We want to share a small summary of the article. From common sense and science we can carry out the corresponding actions of improvement in this field so particular and so useful in our day by day. Many thanks to the authors.
“Pain and fear are still the most frequent memories refered by our patients after their admission to ICU.
Recently, an important member of the goverment of our country said in a program of high television audience her experience as a patient in a unit of intensive care (ICU). In addition to expressing her deep appreciation and the professionalism of all staff involved in the healing of her serious process, described her stay and ICU memories with “feelings of pain and fear”, adding the comment: “the UCI is the branch of the hell and people who’s been there knows it”.
The use of inappropriate strategies for sedation and analgesia has adverse consequences as the prolongation of the time of ventilation with its associated comorbidity, the increase in the incidence of delirium, a longer stay in ICU and hospital and even more mortality. But the impact goes beyond hospital discharge to neuromuscular and psychological consequences that adversely affect the quality of life of the patient.
Based on this evidence, the latest published guides of sedation and analgesia in the critical patient stresses the need to monitor and properly treat the pain along with the maintenance of the patient awake during mechanical ventilation, except for contraindications, also associating daily evidence of spontaneous ventilation and an earlier mobilization of the patient.
If we want to humanize our ICUs, ‘sitting in the armchair’ should not be a priority objective in the treatment. The early mobilization is useful but should be applied gradually, according to the situation of the patient and not just when the doctor sees fit. In this context, minimizing sedation and performed an early mobilization, the development of rigorous protocols of sedation and analgesia acquires still more relevant for its application to such demonstrations or during diagnostic or therapeutic testing that may cause pain, anxiety or fear the patient.

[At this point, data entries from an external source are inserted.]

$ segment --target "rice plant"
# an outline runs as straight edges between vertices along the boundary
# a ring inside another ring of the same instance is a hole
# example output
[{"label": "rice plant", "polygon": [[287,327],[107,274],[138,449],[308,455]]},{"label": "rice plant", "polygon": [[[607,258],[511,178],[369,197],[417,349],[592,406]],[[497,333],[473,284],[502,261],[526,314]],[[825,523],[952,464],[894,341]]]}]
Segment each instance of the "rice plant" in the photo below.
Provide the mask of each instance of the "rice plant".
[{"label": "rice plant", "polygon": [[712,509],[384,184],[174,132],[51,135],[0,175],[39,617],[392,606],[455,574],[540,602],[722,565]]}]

Protocols for analgesia and sedation should be used among other actions, for catheter insertions, tracheal aspirations, placement and removal of chest tubes, nasogastric or bladder tubes. For example, the withdrawal of a chest tube, a surgical drainage or the placement of an arterial catheter are among the most painful procedures in the ICU.
The ICU is the best place to manage and monitor the effect of any painkiller.
It is necessary to raise awareness of the need for an approach of comprehensive, multidisciplinary care, critical patient that includes, among other measures, a proper analgosedacion, assessment, prevention and proper handling of delirium, including measures to facilitate the well-being in the ICU and the night’s rest, the valuation of the early withdrawal of mechanical ventilation or the early commencement of rehabilitation including a progressive mobilization adjusted to the situation of the patient, without forgetting essential care more humane of the patient and family, as already mentioned above.
This strategy should include, not only health professionals, also managers with some measures, often relegated for various reasons, such as facilitating an appropriate relationship patient-nurse, full-time physiotherapists in ICU or correcting some structural defects, given some examples. Only in this way we could choose to delete the perception of the ICU as a «branch of hell». This will reduce the feeling of fear that patients have before and during their income, and will help to improve its evolution and incorporation, again, to the society after critical illness.”